So his "studs" or wall beams were pallet racking ? How tall ? What kind of "sheeting" ?

As to the "surface rust" pallet racking, if you're at the right auction, *like new* with zero rust and shiney paint, heavy duty pallet racking (comparable to what they use at Lowes, Home Depot, etc) can be bought as low as $50 per 4 foot wide x 3 deep x 12 tall section. I got some that cheap even at an Asset Sales auction in Charlotte (i.e. big crowd=competition)
 
That sounds like a great idea - recylcing old materials, strong, rot-proof, etc. But I have to assume the building codes there are pretty laissez-faire when it comes to new ideas, no matter how good.
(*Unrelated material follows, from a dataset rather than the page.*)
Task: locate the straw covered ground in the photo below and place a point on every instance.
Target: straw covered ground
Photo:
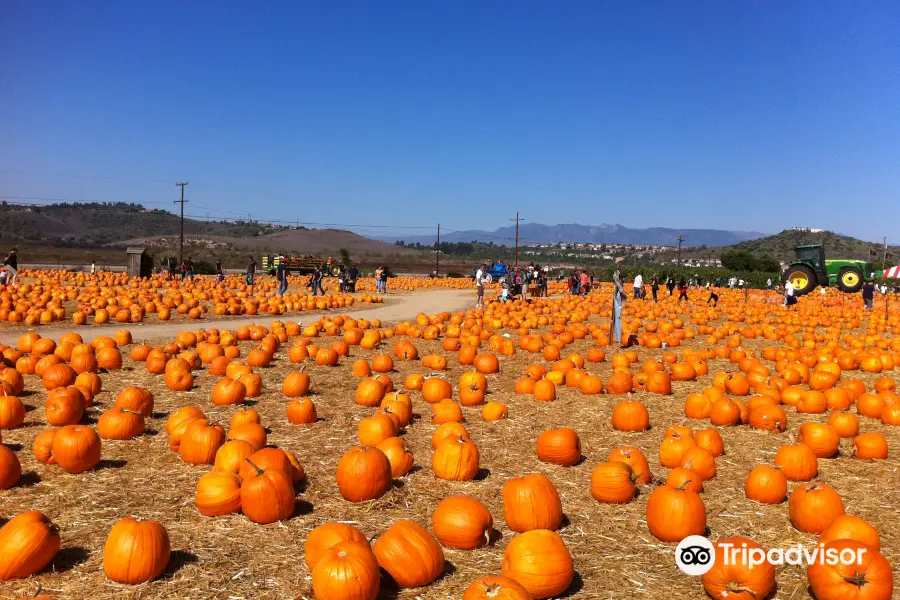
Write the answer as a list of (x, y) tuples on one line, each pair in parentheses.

Around here, though, I cant imagine the red tape one would have to endure to get something like that approved by the local building departments, Ladies Village Improvement Society, Aesthetic Nazis, and other rules-in-your-face, your-hand-in-my-pocket, self-interested, grubbing sons-of-b1tches. :mad:
 
A ... traveling ... welder/fabricator lived near here for a few years, with a portable shop built from pallet racking, 20' ocean shipping containers and HF blue tarps. The "building" was around 30' x 60'. The pallet racking and containers made up the walls, 16' tall. He had timber & OSB roof panels which in turn were covered with a couple layers of huge blue tarps that hung down the sides to form the walls as well. It was set up on an asphalt surface and nothing was attached to the ground. That was the key point, it was legal in the eyes of the building dept. because it wasn't a building. If there was a zoning or other issue he moved on before anyone complained. He had a forklift that would handle a loaded 20' container, a truck and trailer for the forklift, and hired flatbed transport to move his setup. Interesting life.
 
The building appears to be about 20' tall, it is skinned in 1/2" plywood from the rack decking and then covered with vinyl siding. I was considering doing this in a 12' tall version since I have 250 sheets of tongue & grooved 3/4" plywod from a mezzanine. The uprights have a capacity of 27,000# ea. I am going to run this by the local zoning board to get their opinion since the whole state comes under the BOCA and the other? code, just to see if it will fly? I don't know why I want to tackle this but I thought I could use it for overflow residue from some well intentioned deals that sometimes go south.And it will also fill in the space from where we removed the inground pool.